Не подозревая о том, какому клиническому исследованию подвергают его старшие друзья, Золя выбалтывал Гонкурам все, что накопилось к тому времени у него в душе. Эмиль был уверен в том, что эти богатые, талантливые и утонченные писатели, живущие среди вычурных безделушек, японских гравюр и антикварной мебели, обладают всеми качествами, необходимыми для того, чтобы понять такого человека, как он, человека, стремящегося лишь к тому, чтобы добиться такой же славы и купаться в такой же роскоши. «Он рассказывал нам о том, как трудно ему живется, – записали еще братья, – о том, как ему хочется и как необходимо найти издателя, который купил бы его на шесть лет за тридцать тысяч франков, обеспечив ему каждый год выплату шести тысяч франков: это даст ему возможность прокормить себя и мать и написать „Историю одной семьи“ в десяти томах».

Да, в самом деле, Золя, опьянев от вина, вкусной еды и лестных высказываний хозяев дома, разгорячился до того, что открыл им свою удивительную тайну: он хотел бы написать цикл романов, в которых действовали бы персонажи, принадлежащие к одной и той же семье, отмеченные печатью наследственности и влиянием окружающей среды, «огромную махину», которая заткнет рот его гонителям. «Дело в том, что у меня очень много врагов, – жаловался старшим коллегам более молодой. – Так трудно заставить говорить о себе!»

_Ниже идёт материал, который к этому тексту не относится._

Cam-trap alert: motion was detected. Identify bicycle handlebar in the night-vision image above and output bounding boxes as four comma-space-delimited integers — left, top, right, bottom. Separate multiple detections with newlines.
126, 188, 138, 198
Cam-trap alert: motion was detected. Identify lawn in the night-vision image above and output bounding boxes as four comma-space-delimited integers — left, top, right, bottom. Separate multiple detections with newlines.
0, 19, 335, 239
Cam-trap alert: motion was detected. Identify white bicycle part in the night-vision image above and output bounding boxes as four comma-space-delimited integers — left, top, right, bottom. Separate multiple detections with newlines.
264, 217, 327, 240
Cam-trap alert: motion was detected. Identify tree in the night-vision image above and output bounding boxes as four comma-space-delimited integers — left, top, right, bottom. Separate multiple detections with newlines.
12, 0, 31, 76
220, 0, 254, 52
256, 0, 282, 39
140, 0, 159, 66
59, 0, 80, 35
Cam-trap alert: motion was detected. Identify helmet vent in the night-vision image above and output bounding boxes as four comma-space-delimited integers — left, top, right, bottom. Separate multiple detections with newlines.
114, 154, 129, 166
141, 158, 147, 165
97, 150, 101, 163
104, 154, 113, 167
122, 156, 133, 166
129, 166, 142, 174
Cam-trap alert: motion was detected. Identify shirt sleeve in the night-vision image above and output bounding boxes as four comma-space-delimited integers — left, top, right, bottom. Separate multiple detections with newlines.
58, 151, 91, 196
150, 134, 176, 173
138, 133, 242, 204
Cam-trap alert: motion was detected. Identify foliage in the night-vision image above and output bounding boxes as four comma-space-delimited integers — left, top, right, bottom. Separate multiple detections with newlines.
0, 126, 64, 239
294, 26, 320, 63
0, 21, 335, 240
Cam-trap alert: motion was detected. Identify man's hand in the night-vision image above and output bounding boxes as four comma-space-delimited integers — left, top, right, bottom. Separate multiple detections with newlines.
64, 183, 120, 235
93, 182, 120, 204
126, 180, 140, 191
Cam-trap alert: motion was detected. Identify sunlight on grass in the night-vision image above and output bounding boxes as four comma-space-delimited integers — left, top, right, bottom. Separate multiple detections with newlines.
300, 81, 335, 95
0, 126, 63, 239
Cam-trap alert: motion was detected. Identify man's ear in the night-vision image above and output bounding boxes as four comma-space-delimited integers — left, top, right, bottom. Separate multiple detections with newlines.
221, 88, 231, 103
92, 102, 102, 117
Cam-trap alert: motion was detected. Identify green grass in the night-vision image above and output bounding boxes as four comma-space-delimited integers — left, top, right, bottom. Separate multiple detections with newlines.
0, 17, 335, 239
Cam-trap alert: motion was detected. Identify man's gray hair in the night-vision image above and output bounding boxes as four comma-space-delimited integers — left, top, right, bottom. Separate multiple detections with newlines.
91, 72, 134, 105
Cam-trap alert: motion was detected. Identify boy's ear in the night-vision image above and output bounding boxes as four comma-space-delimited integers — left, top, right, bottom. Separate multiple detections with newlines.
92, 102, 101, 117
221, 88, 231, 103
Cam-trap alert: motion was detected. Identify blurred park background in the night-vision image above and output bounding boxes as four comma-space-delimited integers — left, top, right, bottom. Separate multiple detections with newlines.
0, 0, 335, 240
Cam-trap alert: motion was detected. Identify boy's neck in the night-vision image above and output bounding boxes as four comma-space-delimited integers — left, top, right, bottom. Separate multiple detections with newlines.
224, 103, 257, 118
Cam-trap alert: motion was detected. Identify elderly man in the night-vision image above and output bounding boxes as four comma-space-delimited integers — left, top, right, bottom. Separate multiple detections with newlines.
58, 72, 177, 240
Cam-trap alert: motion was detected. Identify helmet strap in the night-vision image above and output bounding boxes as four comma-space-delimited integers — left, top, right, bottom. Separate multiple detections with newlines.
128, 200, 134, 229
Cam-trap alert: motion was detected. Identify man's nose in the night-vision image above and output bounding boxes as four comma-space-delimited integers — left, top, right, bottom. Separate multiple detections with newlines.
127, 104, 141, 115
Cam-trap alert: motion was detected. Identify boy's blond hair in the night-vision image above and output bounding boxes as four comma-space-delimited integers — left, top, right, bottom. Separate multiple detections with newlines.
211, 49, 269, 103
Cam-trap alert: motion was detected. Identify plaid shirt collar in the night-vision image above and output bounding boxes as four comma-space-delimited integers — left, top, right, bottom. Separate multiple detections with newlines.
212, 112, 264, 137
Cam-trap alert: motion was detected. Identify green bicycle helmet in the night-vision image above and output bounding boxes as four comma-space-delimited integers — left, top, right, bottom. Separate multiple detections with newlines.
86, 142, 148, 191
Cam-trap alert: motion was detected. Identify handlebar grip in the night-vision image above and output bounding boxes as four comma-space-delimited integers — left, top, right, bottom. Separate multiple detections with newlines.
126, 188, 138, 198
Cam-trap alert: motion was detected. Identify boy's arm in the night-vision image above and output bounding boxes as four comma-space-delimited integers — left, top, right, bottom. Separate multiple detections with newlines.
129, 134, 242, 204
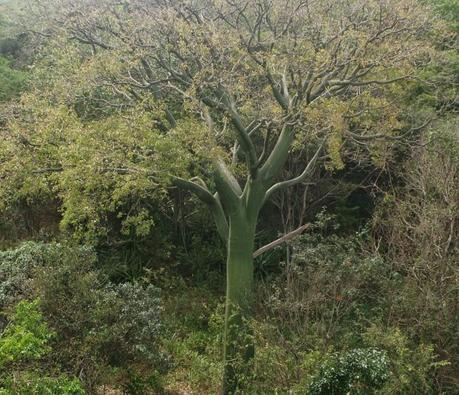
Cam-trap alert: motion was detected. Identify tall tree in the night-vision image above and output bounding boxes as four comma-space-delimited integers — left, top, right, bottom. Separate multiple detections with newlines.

Расстался он с Гонкурами в полном убеждении, что заручился их дружеской поддержкой на пути восхождения к славе. На редкость проницательный, когда речь шла о том, чтобы глубоко исследовать характеры персонажей романа, Золя оказывался удивительно простодушным при встрече с реальными людьми. Но не эта ли неспособность умно вести себя в жизни позволяла ему так искусно управлять воображаемым миром? В Отейль он приехал железной дорогой, как и посоветовали ему братья, указав в записке, что поезда идут через каждые полчаса, а их дом в двух шагах от вокзала, и теперь, снова садясь в поезд, думал о том, что уезжает с уверенностью и беспредельной надеждой, порожденными общением с этими удивительными людьми. Паровоз загудел, вагон дернулся, а он уже заранее предвкушал, как будет рассказывать о сегодняшней исторической встрече матери и Александрине, которые ждут его дома.

VIII. Александрина

Запавшая в голову мысль прокладывала себе путь. Чем больше Золя размышлял о дальнейшем развитии своей карьеры, тем больше убеждал себя в том, что, если ему и впрямь хочется связать свое имя с представлением о чем-то значительном, он должен сочинить нечто многотомное, наподобие «Человеческой комедии» Бальзака. Он преклонялся перед автором «Отца Горио». «Что за человек! – писал он другу. – Я сейчас как раз перечитываю его книги. Он весь век подмял под себя. По мне, так и Виктор Гюго, и все остальные рядом с ним меркнут».[54] Но, восхищаясь этим исполином французской литературы, он немного и злился на него за то, что он так велик. Как сравняться с таким гением, не подражая ему? В этом-то вся загвоздка. Золя упорно стремился хоть в чем-то выйти из-под влияния своего кумира. Первое отличие: «Человеческая комедия» выстроилась задним числом, когда Бальзак написал уже несколько романов из цикла, и отсюда происходит некоторая несвязность в построении целого. Так, например, отдельные части, из которых слагается этот монумент, нередко соединены между собой лишь появлением неких второстепенных персонажей. Перед нами, думал Золя, труд человека вдохновенного и безалаберного, повинующегося лишь вспышкам собственного вдохновения. А вот он хочет и будет творить размеренно, методично, и задолго до того, как напишет первую строчку первого тома, у него будет составлен общий план и все разложено по папкам и по ящикам. В противоположность Бальзаку, который населял созданный им мир, доверясь собственной фантазии, Золя решил, наполняя жизнью собственный мир, ничего не оставлять на волю случая. Заметил он, кроме того, что у Бальзака нет героев-рабочих, что великий писатель хотел создать историю нравов своего времени, что его творчество – зеркало общества, «которым правят религия и королевская власть». И подробно определил в заметках, названных «Различие между Бальзаком и мной»: «Мое произведение будет совершенно другим. Рамки его будут те же. Я хочу изобразить не все современное общество, а одну семью, показав, как изменяется порода в зависимости от среды… Моя главная задача – оставаться чистым натуралистом, чистым физиологом».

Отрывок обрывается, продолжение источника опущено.